Formation typique de ce que peut être un « supergroupe » (ces ensembles constitués par des musiciens déjà célèbres par ailleurs, et qui multiplient déjà les projets), Beiggja rassemble une Néerlandaise et trois Norvégiens, dont deux très suivis et appréciés de nos pages : Kjetil Mulelid au piano et Mats Eilertsen à la contrebasse. Bien souvent, c’est avec circonspection que ce type d’entreprise est reçu, entre suspicion d’opportunisme et perplexité face à la pertinence et au résultat, d’autant plus quand aucune information n’est donnée quant à une pérennisation de la chose. Ici, si un indice nous est donné par les quelques concerts programmés pour le quatuor, rien ne dit qu’un autre disque interviendra, mais la confiance dans le label Hubro qui les accueille, comme dans les musiciens pris individuellement, nous invite à recevoir favorablement ce projet.

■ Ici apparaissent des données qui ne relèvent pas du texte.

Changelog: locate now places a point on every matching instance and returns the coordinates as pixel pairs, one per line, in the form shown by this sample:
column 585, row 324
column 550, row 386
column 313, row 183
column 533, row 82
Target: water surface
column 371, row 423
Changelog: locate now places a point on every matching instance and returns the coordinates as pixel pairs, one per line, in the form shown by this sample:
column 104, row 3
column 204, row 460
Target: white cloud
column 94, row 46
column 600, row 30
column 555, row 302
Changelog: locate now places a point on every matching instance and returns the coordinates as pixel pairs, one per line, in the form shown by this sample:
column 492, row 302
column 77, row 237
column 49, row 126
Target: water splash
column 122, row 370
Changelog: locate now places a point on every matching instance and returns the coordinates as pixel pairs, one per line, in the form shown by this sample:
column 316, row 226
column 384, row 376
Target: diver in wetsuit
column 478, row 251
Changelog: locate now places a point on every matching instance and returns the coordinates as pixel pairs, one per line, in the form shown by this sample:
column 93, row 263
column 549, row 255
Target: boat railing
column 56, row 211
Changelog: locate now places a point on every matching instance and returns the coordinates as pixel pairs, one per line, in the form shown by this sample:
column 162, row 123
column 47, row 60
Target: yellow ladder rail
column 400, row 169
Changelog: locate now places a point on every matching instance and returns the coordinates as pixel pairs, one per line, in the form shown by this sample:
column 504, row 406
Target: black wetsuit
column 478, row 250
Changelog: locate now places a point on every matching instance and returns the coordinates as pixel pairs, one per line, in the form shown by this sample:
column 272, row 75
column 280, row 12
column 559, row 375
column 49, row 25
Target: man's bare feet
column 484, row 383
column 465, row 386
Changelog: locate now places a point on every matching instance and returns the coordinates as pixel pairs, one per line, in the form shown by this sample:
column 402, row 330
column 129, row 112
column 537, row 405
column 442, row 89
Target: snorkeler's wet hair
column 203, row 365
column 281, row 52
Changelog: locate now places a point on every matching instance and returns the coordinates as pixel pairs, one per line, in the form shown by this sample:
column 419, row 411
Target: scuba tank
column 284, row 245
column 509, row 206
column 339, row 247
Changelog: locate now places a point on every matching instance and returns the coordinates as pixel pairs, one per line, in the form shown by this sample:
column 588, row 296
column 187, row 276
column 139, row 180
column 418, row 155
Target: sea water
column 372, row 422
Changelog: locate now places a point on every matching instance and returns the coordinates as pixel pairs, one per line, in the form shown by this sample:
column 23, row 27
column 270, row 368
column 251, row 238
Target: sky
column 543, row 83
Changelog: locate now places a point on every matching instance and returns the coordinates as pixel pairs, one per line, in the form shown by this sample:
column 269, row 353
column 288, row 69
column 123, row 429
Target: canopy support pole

Portés par les saxophones de Kika Sprangers, aux envolées chaudes et mélodiques, les dix morceaux du disque permettent à chacun des quatre musiciens de prendre une pleine place, que ce soit dans les titres plutôt calmes, que dans ceux plus enlevés (avec tempo plus élevé, contrebasse effrénée et batterie de Per Oddvar Johansen à l’avenant, tel sur Love Story). Le piano de Kjetil Mulelid peut aussi ouvrir quelques pistes (Morning) en conserver la mainmise (Tuvals), ou bien soutenir les partitions de saxophone par des roulements dans les mediums (Far).
Dans les propositions plus calmes (Love Cycle), une forme de mélancolie naît assez évidemment à l’écoute des volutes de saxophone et des déliés de piano, tandis que contrebasse et batterie structurent tout simplement un ensemble, possiblement trop feutré mais vraiment bien exécuté et touchant.